Das erste Gebot, Gott als unseren Herrn und Schöpfer in seiner Allmacht anzuerkennen, das muß dem an sich als Übermenschen glaubenden Egomanen einfach gegen den Strich gehen. Demut ist ihm ohnehin ein unbekannter Begriff. Gottes Namen nicht zu mißbrauchen, wie das zweite Gebot es fordert, wird den Ich-Menschen von seiner Selbstanbetung nicht abhalten. Die Aufforderung des dritten Gebotes, den Feiertag zu heiligen, steht auch in seinem übertragenen Sinn, einmal im Tanz um das goldene Kalb innezuhalten, permanente „Action“ durch Kontemplation zu unterbrechen, in Konflikt mit der Kurzweil als Lebensziel. Auch das vierte Gebot, Vater und Mutter zu ehren, das heißt wohl auch, Rat und Erfahrung der Älteren schlechthin zumindest in Erwägung zu ziehen, läuft Gefahr, als Repression interpretiert zu werden. Die Überflutung der Bildschirme mit gewaltverherrlichenden Darstellungen aller Art läßt Gewöhnungs- und Nachahmungseffekte aufkommen, die dem fünften Gebot „Du sollst nicht töten“ diametral entgegenstehen. Das postchristliche Milieu beruhigt sein Gewissen mit Bemühungen um die Abschaffung der Todesstrafe, wo diese in der westlichen Welt noch Bestandteil der Gesetzgebung ist. Beim „Dialog“ mit dem Islam wird es dann schwieriger werden. Das sechste Gebot, die Ehe nicht zu brechen, eingegangene Bindungen zu achten, hat im Weltmeer des Hedonismus nur noch auf orthodoxen Glaubensinseln Platz. Im siebten Gebot wird, wie auch im neunten und zehnten Gebot an Beispielen spezifiziert, die Achtung für das Eigentum des anderen gefordert. Der Mensch soll nicht stehlen, was auch die listenreiche Erschleichung fremden Besitzes einschließt. Es liegt auf der Hand, daß die Leugnung Gottes als letzter Instanz die bei vielen Menschen ohnehin geringen Hemmschwellen beseitigen hilft und dem Neid wie auch der Gier beim Zugriff auf fremdes Eigentum freie Bahn schafft. Das achte Gebot, nicht falsch Zeugnis zu geben wider den Nächsten, hatte schon immer einen schweren Stand gegen das Motto „Der Zweck heiligt die Mittel“. Lüge, Verleumdung, Vorurteile bis hin zur Verfemung haben ein leichtes Spiel, Unrecht zu schaffen, Wahrheitsfindung zu sabotieren, wenn im wertefreien Raum nur die Selbstsucht regiert.
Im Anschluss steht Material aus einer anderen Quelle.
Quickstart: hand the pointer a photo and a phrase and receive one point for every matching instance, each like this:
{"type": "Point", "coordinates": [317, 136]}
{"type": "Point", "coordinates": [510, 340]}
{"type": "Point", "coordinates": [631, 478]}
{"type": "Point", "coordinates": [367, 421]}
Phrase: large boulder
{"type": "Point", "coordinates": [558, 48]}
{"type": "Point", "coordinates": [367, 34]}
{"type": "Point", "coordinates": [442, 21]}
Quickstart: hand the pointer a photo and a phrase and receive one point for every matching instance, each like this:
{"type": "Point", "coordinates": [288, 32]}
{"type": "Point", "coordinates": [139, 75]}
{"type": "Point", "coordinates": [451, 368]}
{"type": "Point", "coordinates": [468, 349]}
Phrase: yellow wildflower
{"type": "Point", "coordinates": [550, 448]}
Zwar ist die Suche nach einer neuen Ethik, die sich nicht auf das Christentum oder den Gottesglauben stützt, unverkennbar. Im Schriftwechsel zwischen Umberto Ecco und dem Mailänder Kardinal Martini (vor einigen Jahren in Buchform erschienen) zeigte sich aber die große Leere, die verbleibt, wenn der Ethik das Fundament des christlichen Glaubens fehlt. Wenn im nationalen Ethikrat der Bundesrepublik Deutschland bei Betrachtungen über Menschenwürde schon von Entwicklungsoffenheit gesprochen wurde, läßt sich vorstellen, in welch gefährlichen Zweideutigkeiten ethischer Pluralismus enden könnte. Aus einem Halteseil für strauchelnde Selbstverwirklicher könnte leicht ein Stolperdraht zum Sturz ins Nichts werden. Es mag gute 30 Jahre her sein, als an der Atlantikküste der Vereinigten Staaten ein Musikfilm gedreht wurde „End of a sumer day“. Traditional Jazz in Bestform, Louis Armstrong und andere Größen waren dabei. Das Konzert en-dete, als die Dunkelheit hereinfiel, mit dem „Vater unser“, gesungen von Mahalia Jackson, der Königin des Gospel.

Ethikräte sollten sich diesen Ausklang von „End of a summer day“, einmal ansehen. Sie könnten auf die Idee kommen, die zehn Gebote zu lesen und zu begreifen, welch unheilverhütende Potenz darin liegt, daß Menschen Demut empfinden vor dem Schöpfer aller Dinge und ihren Nächsten lieben, wie sich selbst.